EU Foreign Affairs Council to discuss recent escalation in Nagorno-Karabakh

  15 April 2016    Read: 1281
EU Foreign Affairs Council to discuss recent escalation in Nagorno-Karabakh
The recent escalation on the line of contact between Armenian and Azerbaijani troops will be discussed at the meeting of the EU Foreign Affairs Council in Luxembourg next week, said the EU Special Representative for the South Caucasus Herbert Salber.

He made the remarks during a meeting with Azerbaijani President Ilham Aliyev in Baku on Apr. 15.

Expressing his concern over the aggravation of the situation on the contact line of Armenian and Azerbaijani troops, Salber said the EU has expressed its attitude towards this issue during the recent meeting of the European Parliament. “Discussions are underway in this regard,” he added.

The Nagorno-Karabakh conflict entered its modern phase when the Armenian SRR made territorial claims against the Azerbaijani SSR in 1988.
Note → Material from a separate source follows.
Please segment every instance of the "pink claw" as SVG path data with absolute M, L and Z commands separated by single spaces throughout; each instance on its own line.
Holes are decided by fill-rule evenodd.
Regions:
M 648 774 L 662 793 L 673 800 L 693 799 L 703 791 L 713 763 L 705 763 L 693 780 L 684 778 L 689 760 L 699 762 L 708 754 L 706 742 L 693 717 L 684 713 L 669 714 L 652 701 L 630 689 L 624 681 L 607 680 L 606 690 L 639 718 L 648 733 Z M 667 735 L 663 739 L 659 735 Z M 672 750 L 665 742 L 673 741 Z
A fierce war broke out between Azerbaijan and Armenia over the Nagorno-Karabakh region of Azerbaijan. As a result of the war, Armenian armed forces occupied some 20 percent of Azerbaijani territory which includes Nagorno-Karabakh and seven adjacent districts (Lachin, Kalbajar, Aghdam, Fuzuli, Jabrayil, Gubadli and Zangilan), and over a million Azerbaijanis became refugees and internally displaced people.

The military operations finally came to an end when Azerbaijan and Armenia signed a ceasefire agreement in Bishkek in 1994.

Dealing with the settlement of the Nagorno-Karabakh conflict is the OSCE Minsk Group, which was created after the meeting of the OSCE Ministerial Council in Helsinki on 24 March 1992. The Group’s members include Azerbaijan, Armenia, Russia, the United States, France, Poland, Germany, Turkey, Belarus, Finland and Sweden.

Besides, the OSCE Minsk Group has a co-chairmanship institution, comprised of Russian, US and French co-chairs, which began operating in 1996.

Resolutions 822, 853, 874 and 884 of the UN Security Council, which were passed in short intervals in 1993, and other resolutions adopted by the UN General Assembly, PACE, OSCE, OIC, and other organizations require Armenia to unconditionally withdraw its troops from Nagorno-Karabakh.